My friend Russell posted a great article detailing the costs associated with closure of a school. In the article, he establishes that there is a significant impact to property values in areas served by public schools. Many are left wondering, when there is such a downside to shuttering school buildings, why Huntsville City Schools would be closing schools. The simple answer is the $40MM shortfall in the HCS budget but a deeper dive reveals that uncontrolled spending on new schools is the culprit.
Despite statistics readily available indicating that school enrollment has been flat for at least 15 years, the HCS system became intoxicated on the thought of new school buildings.
In the above you can see that student enrollment has been stagnant, at around 23,000 students give or take a thousand. During that same time, and despite the fact that enrollment numbers actually trended downward, the HCS system went on a building spree, adding capacity for over 5300 more students, putting us nearly 10,000 students over the needed capacity. Starting in the late 90’s with Hampton Cove, it appeared that any new housing development warranted its own shiny new school.
Even if one were to discount the construction costs of all the new schools (totaling over $114MM) which might be funded with specially allocated money, by using Dr. Richardson’s own numbers the yearly costs of these new schools is $3.4MM. Warning signs of uncontrolled spending have existed for years, yet our administration and board have done nothing until it was nearly too late.

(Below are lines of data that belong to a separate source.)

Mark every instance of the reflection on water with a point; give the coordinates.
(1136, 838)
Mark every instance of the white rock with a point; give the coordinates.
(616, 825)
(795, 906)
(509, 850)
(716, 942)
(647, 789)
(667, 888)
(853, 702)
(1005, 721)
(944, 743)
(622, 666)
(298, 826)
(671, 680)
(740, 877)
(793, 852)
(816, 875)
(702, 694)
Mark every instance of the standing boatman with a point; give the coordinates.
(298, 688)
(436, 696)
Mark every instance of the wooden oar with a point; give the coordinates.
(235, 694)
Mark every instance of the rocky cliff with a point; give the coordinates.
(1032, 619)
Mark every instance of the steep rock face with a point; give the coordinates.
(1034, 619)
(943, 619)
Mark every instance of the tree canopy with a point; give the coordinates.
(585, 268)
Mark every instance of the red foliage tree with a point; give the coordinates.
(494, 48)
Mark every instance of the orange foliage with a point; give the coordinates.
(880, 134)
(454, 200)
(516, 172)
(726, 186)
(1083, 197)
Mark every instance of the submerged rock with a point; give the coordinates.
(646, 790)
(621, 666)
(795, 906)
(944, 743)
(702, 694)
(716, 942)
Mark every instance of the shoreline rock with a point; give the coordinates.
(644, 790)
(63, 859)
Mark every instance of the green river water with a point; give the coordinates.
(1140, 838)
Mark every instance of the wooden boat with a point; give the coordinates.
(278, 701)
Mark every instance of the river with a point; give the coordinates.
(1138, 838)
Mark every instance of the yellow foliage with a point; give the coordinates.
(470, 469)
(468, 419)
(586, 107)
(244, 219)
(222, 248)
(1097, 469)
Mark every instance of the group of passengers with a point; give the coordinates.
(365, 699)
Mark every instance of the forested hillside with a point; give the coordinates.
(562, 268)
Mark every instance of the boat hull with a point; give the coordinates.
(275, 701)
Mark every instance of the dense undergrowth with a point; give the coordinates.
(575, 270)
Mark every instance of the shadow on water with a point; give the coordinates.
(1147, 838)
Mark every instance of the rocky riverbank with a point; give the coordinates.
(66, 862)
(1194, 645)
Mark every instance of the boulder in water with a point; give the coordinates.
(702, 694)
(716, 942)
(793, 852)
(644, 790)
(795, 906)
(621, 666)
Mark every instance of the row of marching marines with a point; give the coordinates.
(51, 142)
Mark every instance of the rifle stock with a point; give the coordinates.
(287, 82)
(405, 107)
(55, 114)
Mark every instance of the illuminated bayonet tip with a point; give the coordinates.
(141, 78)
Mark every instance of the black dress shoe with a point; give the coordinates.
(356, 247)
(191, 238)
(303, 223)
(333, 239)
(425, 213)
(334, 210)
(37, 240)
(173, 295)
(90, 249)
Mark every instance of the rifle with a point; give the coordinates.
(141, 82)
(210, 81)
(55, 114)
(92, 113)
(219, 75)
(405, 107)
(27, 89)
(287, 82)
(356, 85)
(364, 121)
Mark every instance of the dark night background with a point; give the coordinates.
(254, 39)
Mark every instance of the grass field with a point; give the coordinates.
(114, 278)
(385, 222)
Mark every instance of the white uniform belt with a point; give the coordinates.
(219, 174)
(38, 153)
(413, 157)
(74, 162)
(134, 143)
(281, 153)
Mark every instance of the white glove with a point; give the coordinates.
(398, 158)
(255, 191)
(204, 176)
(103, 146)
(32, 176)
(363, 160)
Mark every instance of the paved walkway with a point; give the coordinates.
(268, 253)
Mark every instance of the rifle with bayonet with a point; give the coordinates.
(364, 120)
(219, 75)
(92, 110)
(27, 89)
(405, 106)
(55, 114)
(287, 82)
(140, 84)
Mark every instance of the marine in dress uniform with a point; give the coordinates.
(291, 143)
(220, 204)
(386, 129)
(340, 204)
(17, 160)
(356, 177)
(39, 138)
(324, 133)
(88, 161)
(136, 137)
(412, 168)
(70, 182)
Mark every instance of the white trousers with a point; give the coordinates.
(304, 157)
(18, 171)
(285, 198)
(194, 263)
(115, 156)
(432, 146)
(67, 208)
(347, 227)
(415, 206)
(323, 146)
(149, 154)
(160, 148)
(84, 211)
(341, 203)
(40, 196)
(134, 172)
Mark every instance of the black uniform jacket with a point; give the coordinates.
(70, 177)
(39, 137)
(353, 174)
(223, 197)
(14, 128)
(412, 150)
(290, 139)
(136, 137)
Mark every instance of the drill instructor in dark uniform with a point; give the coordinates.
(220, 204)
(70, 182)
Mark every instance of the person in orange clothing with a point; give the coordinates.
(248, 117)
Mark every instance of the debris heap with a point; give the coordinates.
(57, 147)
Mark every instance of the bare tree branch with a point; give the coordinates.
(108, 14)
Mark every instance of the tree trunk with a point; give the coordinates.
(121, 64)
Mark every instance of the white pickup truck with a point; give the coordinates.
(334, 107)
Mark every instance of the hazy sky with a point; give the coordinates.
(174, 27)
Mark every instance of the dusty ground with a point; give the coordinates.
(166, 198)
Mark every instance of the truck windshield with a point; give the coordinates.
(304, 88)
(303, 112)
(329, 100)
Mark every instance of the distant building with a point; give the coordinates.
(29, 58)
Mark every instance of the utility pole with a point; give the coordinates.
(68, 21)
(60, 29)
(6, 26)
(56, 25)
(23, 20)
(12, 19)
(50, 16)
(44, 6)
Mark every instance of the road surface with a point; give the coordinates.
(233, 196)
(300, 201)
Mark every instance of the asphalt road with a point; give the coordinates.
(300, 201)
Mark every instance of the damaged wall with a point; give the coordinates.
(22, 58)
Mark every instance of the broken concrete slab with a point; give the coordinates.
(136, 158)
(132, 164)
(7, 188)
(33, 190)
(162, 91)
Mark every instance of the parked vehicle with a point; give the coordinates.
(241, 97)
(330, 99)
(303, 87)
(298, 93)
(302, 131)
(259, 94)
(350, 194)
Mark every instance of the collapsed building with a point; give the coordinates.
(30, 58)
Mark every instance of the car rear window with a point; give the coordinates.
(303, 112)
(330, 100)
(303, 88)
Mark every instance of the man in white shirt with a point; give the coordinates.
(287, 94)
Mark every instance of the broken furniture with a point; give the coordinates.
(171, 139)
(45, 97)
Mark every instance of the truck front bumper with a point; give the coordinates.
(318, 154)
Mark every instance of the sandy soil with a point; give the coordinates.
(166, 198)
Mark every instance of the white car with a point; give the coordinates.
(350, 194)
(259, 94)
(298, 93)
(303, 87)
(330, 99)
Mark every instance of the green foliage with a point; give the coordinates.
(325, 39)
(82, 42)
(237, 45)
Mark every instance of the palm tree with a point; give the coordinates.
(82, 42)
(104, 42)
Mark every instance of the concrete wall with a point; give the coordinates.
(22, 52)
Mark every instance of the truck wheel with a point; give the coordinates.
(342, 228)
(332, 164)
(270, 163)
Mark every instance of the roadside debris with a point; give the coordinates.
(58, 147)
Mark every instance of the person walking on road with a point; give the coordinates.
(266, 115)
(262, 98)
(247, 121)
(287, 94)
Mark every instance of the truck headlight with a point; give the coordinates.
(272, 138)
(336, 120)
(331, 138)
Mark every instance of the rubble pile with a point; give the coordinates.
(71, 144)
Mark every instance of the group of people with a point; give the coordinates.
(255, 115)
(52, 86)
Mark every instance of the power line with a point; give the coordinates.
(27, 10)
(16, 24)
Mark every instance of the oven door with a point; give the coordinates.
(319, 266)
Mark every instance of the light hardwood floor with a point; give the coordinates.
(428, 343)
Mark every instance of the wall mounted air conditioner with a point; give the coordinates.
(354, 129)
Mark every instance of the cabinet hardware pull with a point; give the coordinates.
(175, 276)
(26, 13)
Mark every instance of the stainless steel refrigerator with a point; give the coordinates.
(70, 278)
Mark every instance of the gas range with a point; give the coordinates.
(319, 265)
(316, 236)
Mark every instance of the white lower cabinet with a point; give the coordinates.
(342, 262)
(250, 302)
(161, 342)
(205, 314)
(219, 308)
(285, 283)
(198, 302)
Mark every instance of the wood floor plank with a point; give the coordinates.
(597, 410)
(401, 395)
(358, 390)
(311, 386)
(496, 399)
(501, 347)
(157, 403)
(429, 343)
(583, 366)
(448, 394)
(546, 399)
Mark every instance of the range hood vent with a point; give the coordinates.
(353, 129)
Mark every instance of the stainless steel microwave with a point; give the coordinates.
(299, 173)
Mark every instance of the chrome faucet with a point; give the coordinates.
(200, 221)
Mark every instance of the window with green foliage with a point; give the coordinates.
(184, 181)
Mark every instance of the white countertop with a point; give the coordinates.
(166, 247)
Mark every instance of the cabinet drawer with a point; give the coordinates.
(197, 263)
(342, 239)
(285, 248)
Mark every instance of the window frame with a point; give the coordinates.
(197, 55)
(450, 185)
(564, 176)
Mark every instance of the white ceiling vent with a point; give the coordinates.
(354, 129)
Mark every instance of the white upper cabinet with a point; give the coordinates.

When looking at the proposed school closures in light of the school building spree of the past 10 years, one can’t help but see that the burden of the uncontrolled spending is being borne on the shoulders of the established communities in Huntsville. Looking at a map of the HCS system you can see this distinction:
Whereas school construction has boomed around the newest subdivisions on the outskirts of Huntsville (the two green flags in the heart of the city represent existing schools that have been rebuilt: Lee and Blossomwood), all of the schools slated for closure exist around the established communities. It’s understandable if people in these established communities feel as though they’re getting the short end of the stick. After all, their property taxes have supported the new schools resulting from urban sprawl, none of which appear on the proposed closure list. Instead, while the outlying subdivision property values have been enhanced by the building of new schools, the property values of the established communities will suffer as schools are closed.
None of this makes sense at all in light of Dr. Richardson’s statement that the present school crisis will be resolved within two years with his proposed plan. Perhaps the blustering about unnecessary schools is an attempt to divert our attention from the real issue causing the underutilization. As pointed out before, the population growth in Huntsville should result in comparable growth in the HCS system. Yet, HCS enrollment is flat while other educational institutions like private schools and home schools see an increase in enrollments. Below is a comparison of two large private schools in Huntsville and the HCS system:
Randolph and Westminster Christian Academy have seen growth over this time of 10% and 2.5% respectively, while HCS shows a growth rate of only 0.8%. Is it possible that parents across Huntsville and those considering a move to Huntsville see the financial mismanagement, the mistreatment of certain classes of children, the inability to remove poor teachers, and the lack of accountability among the leadership as reasons to flee from public education to other alternatives? Even in Huntsville, I don’t think it takes a rocket scientist to figure this one out.